Padiyath, Ashwin1; Ilan, Roy, MD, MSc, FRCPC2
1School of Medicine, Queen's University, Kingston, Canada; 2Department of Critical Care Medicine, Queen’s University, Kingston, Canada



Abstract:

Introduction
There has been a substantial increase in documented clinical information for ICU patients in recent years (Manor-Shulman et al., 2008). Information access is often cumbersome and time-consuming. This may lead to omission of relevant information while making decisions in a busy environment. There is limited research on how critical care providers navigate, and interact with, this large amount of information.
 
Objectives
To explore how ICU physicians interact with various sources of information during bedside rounds, and how information is related to decisions made.

Methods
Fourteen ICU bedside rounds were captured using three video cameras, including an eye-tracking system worn by the attending physician. A single evaluator then reviewed the footage and various parameters were recorded, including rounds duration, airtime per speaker, attending physician’s visual focus, content of discussion, and timing and type of decisions made. Participating attending physicians were interviewed post production while watching their respective video recordings and identified the decisions made during rounds.
 
Results
At a 33-bed, medical/surgical ICU in Kingston General Hospital, Ontario, 14 bedside rounds, directed by 5 attending physicians, were recorded and analyzed. Median (range) duration of rounds was 12:22 (2:23–18:47) minutes. On average, attending physicians were the main speaker 33% of the time, followed by nurses (27%), trainees (27%), pharmacists (8%) and other team members (3%).

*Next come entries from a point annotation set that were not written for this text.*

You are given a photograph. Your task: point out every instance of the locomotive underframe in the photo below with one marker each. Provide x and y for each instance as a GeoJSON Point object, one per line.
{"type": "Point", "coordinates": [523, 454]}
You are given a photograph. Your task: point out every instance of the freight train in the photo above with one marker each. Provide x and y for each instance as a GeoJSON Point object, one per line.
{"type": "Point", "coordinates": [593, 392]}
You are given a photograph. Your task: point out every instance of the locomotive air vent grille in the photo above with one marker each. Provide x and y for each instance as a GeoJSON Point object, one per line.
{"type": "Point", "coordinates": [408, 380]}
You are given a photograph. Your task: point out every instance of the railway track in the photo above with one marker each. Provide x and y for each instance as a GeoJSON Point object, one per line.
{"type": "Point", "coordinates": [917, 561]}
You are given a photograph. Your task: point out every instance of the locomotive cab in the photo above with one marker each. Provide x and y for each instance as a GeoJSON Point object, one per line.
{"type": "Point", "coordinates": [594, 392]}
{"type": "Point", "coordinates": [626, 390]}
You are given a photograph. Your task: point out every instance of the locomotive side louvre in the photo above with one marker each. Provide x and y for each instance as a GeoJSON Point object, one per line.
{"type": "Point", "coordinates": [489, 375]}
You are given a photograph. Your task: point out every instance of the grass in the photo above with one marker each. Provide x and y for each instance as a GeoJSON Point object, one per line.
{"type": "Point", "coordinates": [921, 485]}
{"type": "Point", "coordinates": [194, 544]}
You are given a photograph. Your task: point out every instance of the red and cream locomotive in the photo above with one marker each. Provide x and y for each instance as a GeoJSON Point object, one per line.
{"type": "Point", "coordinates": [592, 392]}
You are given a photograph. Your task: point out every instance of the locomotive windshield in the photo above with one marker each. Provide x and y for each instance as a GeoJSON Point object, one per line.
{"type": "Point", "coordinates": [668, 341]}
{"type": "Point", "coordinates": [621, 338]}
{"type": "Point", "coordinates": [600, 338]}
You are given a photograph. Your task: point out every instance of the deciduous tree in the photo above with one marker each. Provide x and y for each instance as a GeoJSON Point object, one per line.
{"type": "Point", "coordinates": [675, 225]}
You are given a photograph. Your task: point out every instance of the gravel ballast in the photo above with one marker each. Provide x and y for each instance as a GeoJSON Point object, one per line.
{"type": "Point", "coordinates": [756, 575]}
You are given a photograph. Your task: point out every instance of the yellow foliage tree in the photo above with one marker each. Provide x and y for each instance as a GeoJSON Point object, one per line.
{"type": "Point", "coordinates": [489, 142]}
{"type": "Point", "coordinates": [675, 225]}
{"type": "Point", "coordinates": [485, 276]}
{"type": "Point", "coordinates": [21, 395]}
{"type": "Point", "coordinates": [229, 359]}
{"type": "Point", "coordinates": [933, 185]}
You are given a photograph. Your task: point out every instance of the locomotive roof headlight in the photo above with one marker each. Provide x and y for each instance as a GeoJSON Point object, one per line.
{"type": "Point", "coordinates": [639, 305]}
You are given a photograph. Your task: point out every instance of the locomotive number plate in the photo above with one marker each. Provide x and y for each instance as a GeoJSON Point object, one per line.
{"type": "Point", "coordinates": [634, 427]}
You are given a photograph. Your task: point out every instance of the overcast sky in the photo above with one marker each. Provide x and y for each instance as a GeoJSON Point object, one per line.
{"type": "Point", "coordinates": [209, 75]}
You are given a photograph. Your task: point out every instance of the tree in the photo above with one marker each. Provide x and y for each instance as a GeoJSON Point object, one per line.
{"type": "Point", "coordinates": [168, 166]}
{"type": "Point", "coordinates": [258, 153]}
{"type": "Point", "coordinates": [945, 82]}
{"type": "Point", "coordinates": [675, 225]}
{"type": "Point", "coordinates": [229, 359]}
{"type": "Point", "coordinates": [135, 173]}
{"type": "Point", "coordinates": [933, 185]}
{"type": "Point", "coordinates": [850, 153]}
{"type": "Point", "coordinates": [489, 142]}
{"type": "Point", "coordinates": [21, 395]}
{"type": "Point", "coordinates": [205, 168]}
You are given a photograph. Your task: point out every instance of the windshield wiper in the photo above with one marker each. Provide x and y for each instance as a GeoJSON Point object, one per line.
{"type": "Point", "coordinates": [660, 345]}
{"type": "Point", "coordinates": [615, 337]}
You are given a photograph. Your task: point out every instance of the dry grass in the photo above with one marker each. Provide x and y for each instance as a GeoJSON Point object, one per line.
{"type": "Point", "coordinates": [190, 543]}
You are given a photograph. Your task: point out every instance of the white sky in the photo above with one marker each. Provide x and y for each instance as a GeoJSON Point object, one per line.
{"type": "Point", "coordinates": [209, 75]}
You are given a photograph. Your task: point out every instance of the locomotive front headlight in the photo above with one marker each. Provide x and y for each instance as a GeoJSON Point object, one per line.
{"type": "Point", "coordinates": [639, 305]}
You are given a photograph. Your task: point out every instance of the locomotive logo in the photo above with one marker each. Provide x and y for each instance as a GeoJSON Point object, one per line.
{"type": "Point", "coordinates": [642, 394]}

During the rounds, attending physicians focused their visual attention on a median (range) of 26 (9-66) items, spending about 14 (10-18) seconds on each item. Across rounds, attending physicians’ visual focus was on the nurse 21% of the time, followed by residents (18%), paper (16%) and electronic (13%) charts, the patient (11%), other team members (14%), and other objects (7%).

The average amount of content across rounds included discussing, interpreting and planning (56%), nursing report (21%), teaching (8%), looking up information (7%), interacting with patients (7%), interacting with patient families (3%), and transitions (7%). Of the 7% of the time that was allocated to looking up information, lab test results were discussed most commonly (37%), followed by information originally gathered from the bedside monitor (28%), physical findings (14%), devices at the bedside (10%), imaging tests (9%), and lines and tubes (2%).

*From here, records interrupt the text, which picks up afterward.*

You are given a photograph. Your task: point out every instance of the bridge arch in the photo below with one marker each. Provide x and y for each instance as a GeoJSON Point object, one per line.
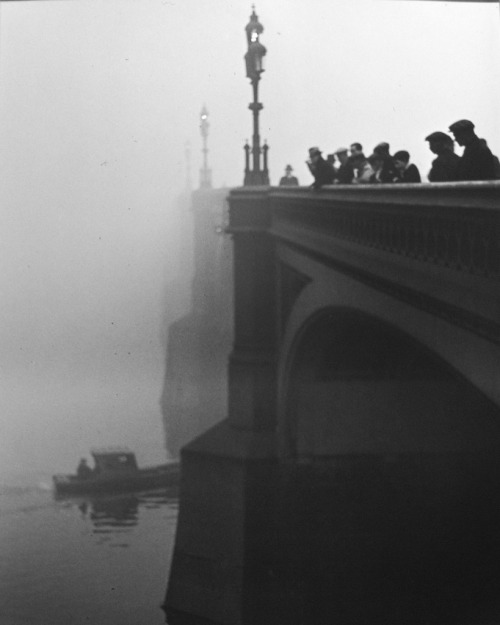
{"type": "Point", "coordinates": [356, 384]}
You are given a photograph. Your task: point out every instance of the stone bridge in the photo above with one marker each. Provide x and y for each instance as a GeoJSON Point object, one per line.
{"type": "Point", "coordinates": [356, 479]}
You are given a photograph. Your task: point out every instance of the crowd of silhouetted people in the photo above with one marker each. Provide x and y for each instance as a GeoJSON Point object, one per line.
{"type": "Point", "coordinates": [351, 166]}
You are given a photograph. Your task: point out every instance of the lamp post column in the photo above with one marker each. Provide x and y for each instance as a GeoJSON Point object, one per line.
{"type": "Point", "coordinates": [254, 66]}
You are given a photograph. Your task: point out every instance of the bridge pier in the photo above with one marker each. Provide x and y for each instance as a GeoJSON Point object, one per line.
{"type": "Point", "coordinates": [356, 479]}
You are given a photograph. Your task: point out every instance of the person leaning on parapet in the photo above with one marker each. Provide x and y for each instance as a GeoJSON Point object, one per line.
{"type": "Point", "coordinates": [476, 162]}
{"type": "Point", "coordinates": [362, 168]}
{"type": "Point", "coordinates": [408, 172]}
{"type": "Point", "coordinates": [345, 172]}
{"type": "Point", "coordinates": [288, 180]}
{"type": "Point", "coordinates": [496, 162]}
{"type": "Point", "coordinates": [322, 171]}
{"type": "Point", "coordinates": [388, 172]}
{"type": "Point", "coordinates": [443, 167]}
{"type": "Point", "coordinates": [356, 148]}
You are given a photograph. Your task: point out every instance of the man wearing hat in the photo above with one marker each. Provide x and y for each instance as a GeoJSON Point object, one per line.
{"type": "Point", "coordinates": [477, 161]}
{"type": "Point", "coordinates": [345, 172]}
{"type": "Point", "coordinates": [322, 171]}
{"type": "Point", "coordinates": [288, 180]}
{"type": "Point", "coordinates": [443, 167]}
{"type": "Point", "coordinates": [387, 172]}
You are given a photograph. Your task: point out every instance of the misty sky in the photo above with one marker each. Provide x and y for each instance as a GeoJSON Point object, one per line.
{"type": "Point", "coordinates": [97, 101]}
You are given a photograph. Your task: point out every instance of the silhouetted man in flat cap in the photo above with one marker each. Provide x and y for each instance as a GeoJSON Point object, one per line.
{"type": "Point", "coordinates": [477, 162]}
{"type": "Point", "coordinates": [288, 180]}
{"type": "Point", "coordinates": [345, 172]}
{"type": "Point", "coordinates": [322, 171]}
{"type": "Point", "coordinates": [443, 167]}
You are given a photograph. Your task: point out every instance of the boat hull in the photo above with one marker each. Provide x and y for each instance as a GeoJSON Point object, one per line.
{"type": "Point", "coordinates": [163, 476]}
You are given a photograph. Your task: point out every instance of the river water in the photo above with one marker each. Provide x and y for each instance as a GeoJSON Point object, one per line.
{"type": "Point", "coordinates": [83, 561]}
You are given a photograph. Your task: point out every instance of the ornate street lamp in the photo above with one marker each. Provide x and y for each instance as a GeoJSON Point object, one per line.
{"type": "Point", "coordinates": [254, 65]}
{"type": "Point", "coordinates": [205, 172]}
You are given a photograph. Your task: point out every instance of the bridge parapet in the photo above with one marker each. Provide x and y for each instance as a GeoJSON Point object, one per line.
{"type": "Point", "coordinates": [356, 477]}
{"type": "Point", "coordinates": [436, 246]}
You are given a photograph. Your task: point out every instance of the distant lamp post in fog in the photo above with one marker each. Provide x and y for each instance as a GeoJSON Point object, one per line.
{"type": "Point", "coordinates": [254, 65]}
{"type": "Point", "coordinates": [205, 172]}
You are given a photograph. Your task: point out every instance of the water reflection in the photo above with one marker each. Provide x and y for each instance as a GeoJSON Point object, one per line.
{"type": "Point", "coordinates": [118, 514]}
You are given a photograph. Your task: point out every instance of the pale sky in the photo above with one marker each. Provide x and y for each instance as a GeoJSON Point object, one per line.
{"type": "Point", "coordinates": [97, 101]}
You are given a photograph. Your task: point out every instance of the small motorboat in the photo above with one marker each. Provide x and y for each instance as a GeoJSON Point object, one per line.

A median of 9 (2-12) decisions were made per patient rounds, mostly by attending physicians. Decisions were made regarding medications (36%), procedures (30%), tests (16%), directives (e.g. discharging a patient from the ICU, goals of care, etc.) (12%), and consults of other services (6%). About 30% of all decisions were made within the first half of the rounds, and 70% were about equally distributed throughout the second half of the rounds.
 
Conclusion
There was marked variation in the styles employed by each physician and their teams, including variable participation of team members, conversation content, utilization of information, and decision-making. Information was accessed over a relatively small proportion of time. It is likely that improving the access to, and presentation of, information can substantially influence the effectiveness of clinical rounds.
 
Conflicts of Interest
There are no conflicts of interest to disclose.